In May 2008, following sustained nation-state levels of cyber-attacks on Estonia the previous year, general James Mattis, Nato's supreme allied commander described the need for a cyber-defence centre to be “compelling.” The aim was to “provide a capability to assist allied nations, upon request, to counter cyber attack.” By October the centre was granted full Nato accreditation and the CCDCOE (Cooperative Cyber Defence Centre of Excellence) obtained the status of an international military organisation.
Since then the CCDCOE has sought to enhance the capability, cooperation and information sharing among Nato nations and partners in cyber defence via education, research and development, lessons learned and consultation. In particular, the Tallinn Manual aims to establish international law applicable to cyber warfare.

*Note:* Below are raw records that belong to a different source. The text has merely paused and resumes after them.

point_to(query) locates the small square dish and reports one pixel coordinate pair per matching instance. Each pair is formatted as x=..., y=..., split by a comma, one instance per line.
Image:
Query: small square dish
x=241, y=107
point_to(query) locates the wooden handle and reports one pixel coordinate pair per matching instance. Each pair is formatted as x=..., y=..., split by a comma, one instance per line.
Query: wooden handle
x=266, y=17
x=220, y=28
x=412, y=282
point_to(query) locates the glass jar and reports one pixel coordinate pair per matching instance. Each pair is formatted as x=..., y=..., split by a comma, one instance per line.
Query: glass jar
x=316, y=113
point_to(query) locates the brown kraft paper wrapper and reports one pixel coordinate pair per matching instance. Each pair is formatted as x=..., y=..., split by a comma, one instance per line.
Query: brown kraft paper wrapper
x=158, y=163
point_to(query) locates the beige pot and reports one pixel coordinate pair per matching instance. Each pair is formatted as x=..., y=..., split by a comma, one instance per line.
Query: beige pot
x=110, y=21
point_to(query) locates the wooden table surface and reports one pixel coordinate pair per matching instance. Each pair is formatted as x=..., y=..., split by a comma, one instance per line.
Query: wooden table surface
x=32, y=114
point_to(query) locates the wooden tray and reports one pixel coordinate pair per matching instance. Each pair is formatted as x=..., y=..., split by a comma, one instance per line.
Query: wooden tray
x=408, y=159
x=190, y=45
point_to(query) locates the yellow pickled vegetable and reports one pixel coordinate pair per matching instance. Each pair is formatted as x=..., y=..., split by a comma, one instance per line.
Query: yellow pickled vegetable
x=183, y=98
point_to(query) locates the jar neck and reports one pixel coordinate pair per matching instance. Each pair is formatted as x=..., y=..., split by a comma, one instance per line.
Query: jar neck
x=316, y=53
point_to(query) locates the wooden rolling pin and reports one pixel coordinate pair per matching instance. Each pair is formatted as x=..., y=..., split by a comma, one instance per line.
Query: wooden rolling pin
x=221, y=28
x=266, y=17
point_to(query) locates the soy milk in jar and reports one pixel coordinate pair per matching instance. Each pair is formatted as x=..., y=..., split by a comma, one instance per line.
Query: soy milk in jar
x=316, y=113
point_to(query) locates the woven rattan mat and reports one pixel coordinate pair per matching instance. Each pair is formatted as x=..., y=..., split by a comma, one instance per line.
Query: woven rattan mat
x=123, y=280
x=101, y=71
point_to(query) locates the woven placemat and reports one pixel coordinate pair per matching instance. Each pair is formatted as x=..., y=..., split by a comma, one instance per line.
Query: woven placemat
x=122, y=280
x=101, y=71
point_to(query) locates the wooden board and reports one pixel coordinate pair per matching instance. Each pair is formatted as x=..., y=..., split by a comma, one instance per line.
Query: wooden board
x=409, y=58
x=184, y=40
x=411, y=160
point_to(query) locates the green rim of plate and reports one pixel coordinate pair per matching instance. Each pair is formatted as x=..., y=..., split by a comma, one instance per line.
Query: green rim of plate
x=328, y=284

Former deputy director of legal services in the RAF, retired air commodore andan editor on the Tallinn Manual, WilliamH Boothby explains to SC Magazine UK: “The 2007 cyber operations against Estonia and the 2008 cyber events in Georgia demonstrated that this new medium of future warfare should be taken seriously. The Stuxnet operation that reportedly damaged Iranian nuclear centrifuges reinforced the point.”

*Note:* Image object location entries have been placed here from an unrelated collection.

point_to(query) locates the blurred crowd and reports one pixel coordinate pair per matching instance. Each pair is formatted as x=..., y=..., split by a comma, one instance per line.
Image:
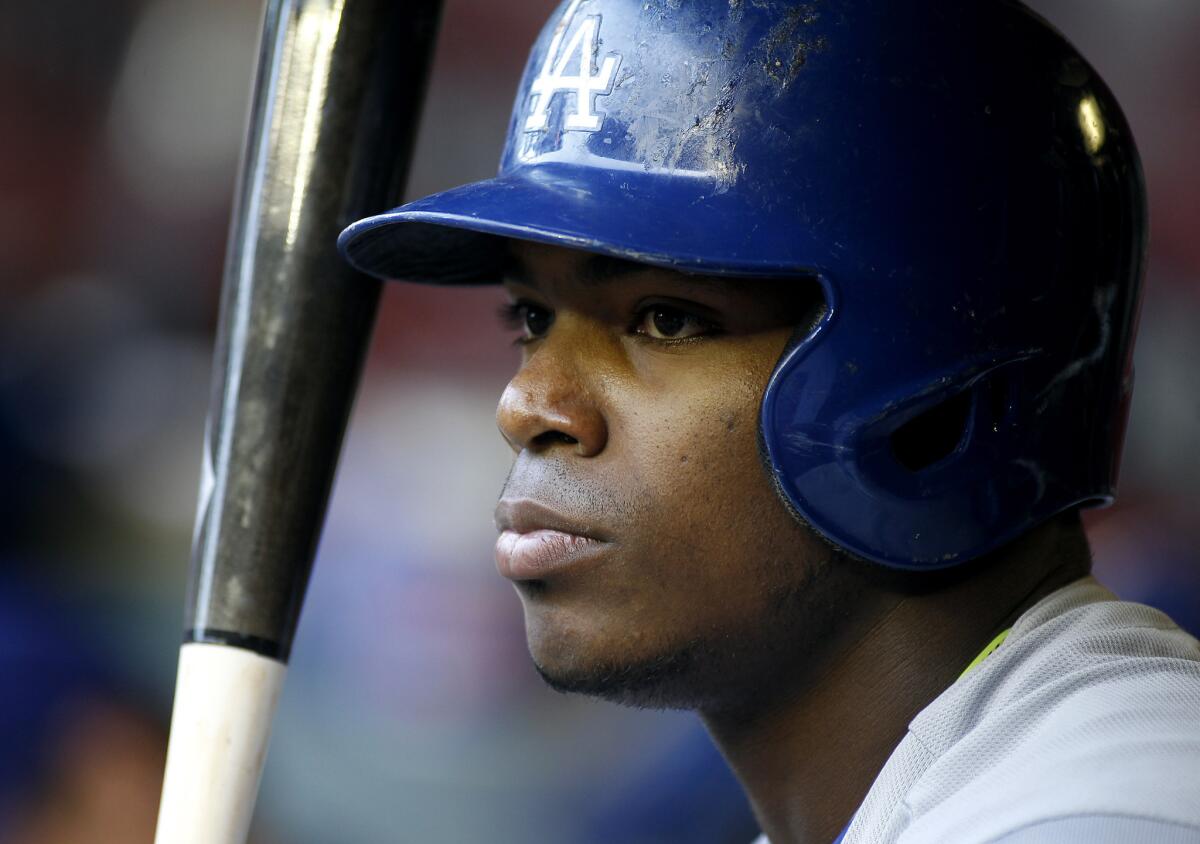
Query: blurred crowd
x=411, y=711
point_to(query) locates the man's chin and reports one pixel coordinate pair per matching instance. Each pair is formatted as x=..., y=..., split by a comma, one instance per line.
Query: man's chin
x=665, y=682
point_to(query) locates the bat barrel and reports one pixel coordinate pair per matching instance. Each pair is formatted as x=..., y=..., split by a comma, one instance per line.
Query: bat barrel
x=334, y=114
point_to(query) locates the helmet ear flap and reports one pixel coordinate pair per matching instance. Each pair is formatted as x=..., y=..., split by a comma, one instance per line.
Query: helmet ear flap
x=923, y=482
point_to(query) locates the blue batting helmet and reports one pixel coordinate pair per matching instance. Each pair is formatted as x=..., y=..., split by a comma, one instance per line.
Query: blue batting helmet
x=955, y=177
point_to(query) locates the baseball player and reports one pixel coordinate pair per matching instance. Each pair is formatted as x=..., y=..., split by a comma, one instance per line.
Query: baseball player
x=826, y=312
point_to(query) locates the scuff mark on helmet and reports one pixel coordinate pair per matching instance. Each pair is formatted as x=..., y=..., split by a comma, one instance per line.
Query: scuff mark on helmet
x=784, y=52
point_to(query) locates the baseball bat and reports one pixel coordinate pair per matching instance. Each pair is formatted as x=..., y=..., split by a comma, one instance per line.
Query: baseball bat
x=336, y=97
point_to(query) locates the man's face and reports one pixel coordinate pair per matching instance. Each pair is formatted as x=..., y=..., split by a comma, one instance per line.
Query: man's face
x=654, y=560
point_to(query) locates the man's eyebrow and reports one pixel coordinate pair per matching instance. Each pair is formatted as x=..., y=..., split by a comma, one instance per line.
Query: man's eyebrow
x=595, y=270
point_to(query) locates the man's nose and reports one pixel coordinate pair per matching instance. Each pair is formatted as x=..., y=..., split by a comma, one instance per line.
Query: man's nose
x=549, y=403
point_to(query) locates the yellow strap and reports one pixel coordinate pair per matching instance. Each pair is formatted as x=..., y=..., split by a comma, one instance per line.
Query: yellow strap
x=987, y=652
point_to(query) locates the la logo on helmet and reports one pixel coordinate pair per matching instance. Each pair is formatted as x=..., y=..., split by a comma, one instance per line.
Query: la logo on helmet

Discussing the manual's conclusions, Boothby says, “Many of the established legal principles apply surprisingly well to this man-made environment. Certain cyber events could amount to a prohibited use of force under the UN Charter and they even amount to an ‘armed attack'. The law as to what warring parties can attack assumes that there is an act of violence. When using computers to cause harm, the experts concluded that it is the damaging or injuring effects of a cyber operation that are important. Consequently laws as to who or what may be attacked can also sensibly be applied to cyber warfare operations. If the law on attack can be applied to cyber-attacks, the law on weapons can also be sensibly applied to cyber weapons.”

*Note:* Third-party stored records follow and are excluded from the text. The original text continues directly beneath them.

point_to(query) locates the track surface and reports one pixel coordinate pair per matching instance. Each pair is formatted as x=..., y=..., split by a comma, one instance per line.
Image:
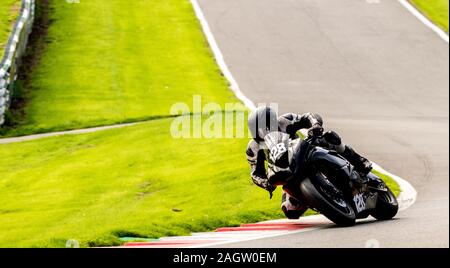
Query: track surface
x=375, y=73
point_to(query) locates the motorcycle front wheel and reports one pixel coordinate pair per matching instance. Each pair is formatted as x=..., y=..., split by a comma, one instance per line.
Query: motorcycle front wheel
x=321, y=196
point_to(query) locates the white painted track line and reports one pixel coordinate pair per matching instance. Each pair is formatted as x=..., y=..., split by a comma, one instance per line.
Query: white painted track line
x=219, y=57
x=425, y=20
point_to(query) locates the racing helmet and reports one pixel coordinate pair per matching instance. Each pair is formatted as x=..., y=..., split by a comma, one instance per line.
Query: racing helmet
x=262, y=121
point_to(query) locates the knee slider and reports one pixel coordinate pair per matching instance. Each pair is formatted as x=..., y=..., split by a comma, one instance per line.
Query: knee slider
x=332, y=138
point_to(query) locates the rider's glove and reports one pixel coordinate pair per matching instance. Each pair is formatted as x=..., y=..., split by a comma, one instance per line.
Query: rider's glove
x=315, y=131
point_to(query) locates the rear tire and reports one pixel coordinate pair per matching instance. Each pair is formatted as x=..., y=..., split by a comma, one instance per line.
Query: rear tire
x=387, y=206
x=322, y=202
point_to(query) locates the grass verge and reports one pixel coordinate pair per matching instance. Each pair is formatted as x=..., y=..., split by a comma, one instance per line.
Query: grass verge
x=436, y=10
x=131, y=182
x=9, y=11
x=108, y=62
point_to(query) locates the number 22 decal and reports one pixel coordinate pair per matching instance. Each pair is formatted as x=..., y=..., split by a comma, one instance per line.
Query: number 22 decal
x=278, y=150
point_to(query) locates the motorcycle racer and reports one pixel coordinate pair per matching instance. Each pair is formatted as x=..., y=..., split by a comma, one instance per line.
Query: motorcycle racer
x=265, y=120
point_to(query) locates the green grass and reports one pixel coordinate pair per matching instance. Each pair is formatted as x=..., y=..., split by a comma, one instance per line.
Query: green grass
x=9, y=10
x=125, y=182
x=437, y=10
x=113, y=61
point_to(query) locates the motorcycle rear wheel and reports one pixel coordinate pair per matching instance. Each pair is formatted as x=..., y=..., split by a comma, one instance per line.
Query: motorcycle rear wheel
x=338, y=211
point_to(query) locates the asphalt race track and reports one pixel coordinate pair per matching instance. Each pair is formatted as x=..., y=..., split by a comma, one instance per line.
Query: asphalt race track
x=375, y=73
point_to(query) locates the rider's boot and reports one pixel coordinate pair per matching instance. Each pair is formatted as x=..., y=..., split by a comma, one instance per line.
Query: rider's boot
x=293, y=206
x=361, y=164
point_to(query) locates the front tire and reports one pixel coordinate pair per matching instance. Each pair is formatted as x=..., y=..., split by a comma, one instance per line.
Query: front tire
x=387, y=206
x=340, y=212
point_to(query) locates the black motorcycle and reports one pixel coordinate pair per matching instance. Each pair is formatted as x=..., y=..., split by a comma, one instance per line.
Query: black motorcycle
x=328, y=182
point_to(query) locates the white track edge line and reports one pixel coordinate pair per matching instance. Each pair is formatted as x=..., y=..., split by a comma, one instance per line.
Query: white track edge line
x=234, y=86
x=262, y=236
x=441, y=33
x=408, y=194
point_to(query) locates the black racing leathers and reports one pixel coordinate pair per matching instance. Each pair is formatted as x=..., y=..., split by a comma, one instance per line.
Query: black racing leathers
x=291, y=124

Jamal Elmellas, technical director at Auriga explains to SC Magazine UK that worldwide, the most targeted verticals are government, energy, financial services and higher education. “We're already seeing sensors deployed on gas and electricity pipelines to monitor supply. These are based on IP and could be susceptible to attack. In addition to the increased attack surface, the stakes are also higher with intellectual property now a prized asset and key motivator.”
Elmellas explains that: “Investment in security hasn't kept pace. Many of the energy companies have inadequate risk management security policies and processes and even fail to maintain an updated anti-virus solution. In the UK alone, around 100,000 new pieces of malware are introduced every day. It can only be a matter of time before an attack against an entire nation's energy sector manifests itself.”